Ils y gagnèrent de voir la seigneurie érigée officiellement par Louis XIV en marquisat (1683),  et d’approcher ensuite la Cour : le comte et la comtesse de Chambonas dans les années 1700, furent, lui, premier gentilhomme et, elle, première dame du duc et de la duchesse du Maine, au château de Sceaux.

Leur fils et leur petit-fils furent eux aussi des militaires : colonel et maréchaux de camp. A la Révolution, le troisième marquis de La Garde de Chambonas, Victor Louis Scipion, devint maire et bienfaiteur de la ville de Sens, puis très éphémère ministre des affaires étrangères de Louis XVI, avant d’être contraint à gagner l’Angleterre.

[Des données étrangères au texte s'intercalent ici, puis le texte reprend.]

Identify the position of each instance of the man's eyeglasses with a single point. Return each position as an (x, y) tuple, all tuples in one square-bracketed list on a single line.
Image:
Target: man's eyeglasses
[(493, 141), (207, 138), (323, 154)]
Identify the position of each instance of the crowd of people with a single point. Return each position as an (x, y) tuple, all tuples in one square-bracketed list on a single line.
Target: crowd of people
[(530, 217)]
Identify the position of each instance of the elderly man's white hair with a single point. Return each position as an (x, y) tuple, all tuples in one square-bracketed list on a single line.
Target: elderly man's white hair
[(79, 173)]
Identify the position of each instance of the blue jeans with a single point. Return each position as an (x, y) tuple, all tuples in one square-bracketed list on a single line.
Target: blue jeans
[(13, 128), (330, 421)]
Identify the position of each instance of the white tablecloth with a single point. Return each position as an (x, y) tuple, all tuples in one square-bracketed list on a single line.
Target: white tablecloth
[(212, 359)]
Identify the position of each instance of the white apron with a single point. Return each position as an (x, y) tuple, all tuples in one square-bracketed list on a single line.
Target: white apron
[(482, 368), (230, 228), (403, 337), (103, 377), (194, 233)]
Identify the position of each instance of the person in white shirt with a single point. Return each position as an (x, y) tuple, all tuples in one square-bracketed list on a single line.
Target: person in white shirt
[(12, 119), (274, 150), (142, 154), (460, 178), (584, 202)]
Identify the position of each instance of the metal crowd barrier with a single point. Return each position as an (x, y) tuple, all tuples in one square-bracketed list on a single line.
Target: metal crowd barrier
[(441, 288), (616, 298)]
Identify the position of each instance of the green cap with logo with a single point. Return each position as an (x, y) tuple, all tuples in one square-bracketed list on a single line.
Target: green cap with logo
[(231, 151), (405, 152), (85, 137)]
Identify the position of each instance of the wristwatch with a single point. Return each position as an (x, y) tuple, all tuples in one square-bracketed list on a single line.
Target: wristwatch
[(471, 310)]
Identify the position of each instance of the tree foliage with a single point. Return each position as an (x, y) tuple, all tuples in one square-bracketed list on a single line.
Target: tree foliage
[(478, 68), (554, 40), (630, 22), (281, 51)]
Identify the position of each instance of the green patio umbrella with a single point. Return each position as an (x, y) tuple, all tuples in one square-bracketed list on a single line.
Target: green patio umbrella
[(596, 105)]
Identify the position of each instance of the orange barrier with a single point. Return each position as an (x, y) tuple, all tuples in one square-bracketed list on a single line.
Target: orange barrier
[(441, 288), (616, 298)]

C’est à Victor Louis Scipion (vers 1770-1780) - ou peut-être à son père deux ou trois décennies plus tôt - que l’on doit la réalisation du beau jardin à la française que la légende locale attribuait jadis au grand Le Nôtre : cinq terrasses successives descendant vers le Chassezac, plein sud, quasiment dans l’axe du pont médiéval, qui ont exigé des travaux de terrassement colossaux. Sur chaque terrasse gazouillent toujours des fontaines, alimentées par un aqueduc de plus de sept cent mètres de long…

Après la Révolution, les La Garde étant ruinés, le château devint la propriété d’une autre famille de vieille noblesse vivaroise, les Chanaleilles, qui surent le restaurer, l’entretenir et, disons-le, l’aimer, de même que leurs descendants directs les de Marcieu.

Le parc est à voir absolument, de même que l’harmonieuse façade sud avec sa porte à bossages Louis XIII, …quand les grilles du château - propriété privée - sont ouvertes à la visite, l’été ou lors des Journées du Patrimoine.